Jerry Fischer, Executive Director of the Jewish Federation of Southeastern, CT.

In this engagingly versatile collection of stories, Artie Dean, a dentist by trade and a writer by birth, plumbs afresh post-war Jewish life here with wit, intimacy, candor and nostalgia about characters and community, family and personal history, all the while serving up unflinching and indelibly familiar portraits of who we were, are and ever will be.

Steve Slosberg, Retired columnist for the New London Day.

If you want honest and genuine sentiment that touches the heart and soul, sip Artie Dean’s My Two Cents slowly. Here you will enjoy writing that resonates with rich and riveting treasure—at once a touching personal diary of emotion, empathy and angst, a reflective biographically driven narrative that flirts with fiction, and a penetrating tribute to the measure of our humanity. Here, regardless of your background and experience, you will find real-life full of hopes, fears, dreams, humor, joy, sadness and longing.

Marc Goldsmith, Professor of Communication Arts and Humanities, Mitchell College, New London, CT.


I have always envied writers who lived through difficult times—war, famine, international intrigue.

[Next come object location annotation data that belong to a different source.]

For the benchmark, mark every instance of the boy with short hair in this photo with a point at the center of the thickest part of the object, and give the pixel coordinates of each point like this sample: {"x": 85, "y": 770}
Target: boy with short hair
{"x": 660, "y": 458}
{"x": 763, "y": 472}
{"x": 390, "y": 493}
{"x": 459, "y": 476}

If they followed the old adage, “Write what you know,” they had plenty of material. When I first began to write, in my mid-forties, often at 4 or 5 in the morning, I feared that my “ordinary life,” as a first-generation Jewish-American, was far from interesting. Yet, despite my misgivings, I plunged ahead, letting my everyday concerns surface in my writing.

Frequently I felt my stories wrote themselves, with characters and plots that seemed to jump from my subconscious. Conflicts with children, parents, and teachers pervaded my early morning ramblings. Doubts about the proper way to live my life and raise my children resurfaced, steeped in my memories of a childhood spent trying to assimilate.

To my delight, readers seemed to find a connection with my characters’ struggles, ordinary as they might be. So I continued writing, working out my protagonists’ conflicts when mine were much harder to resolve.

My sensibilities reflect the Jewish-American experience of a generation born in the fifties to immigrant parents. I was born in New York in 1953, to Jewish parents from Austria whose lives were shattered by the holocaust. Miraculously, as teenagers, they each escaped Vienna on the Kindertransport, lived out the war years in London during the Blitz, and eventually settled in America. They met in Philadelphia on an arranged date. Within a short time, they married and settled in New York City to pursue the American dream, in the Washington Heights neighborhood, a stone’s throw from the George Washington Bridge. That’s when I came into the picture, blithely unaware of my parents’ travails, or the tragedy that had befallen our family at the hands of the Nazis in the shtetls of Eastern Poland.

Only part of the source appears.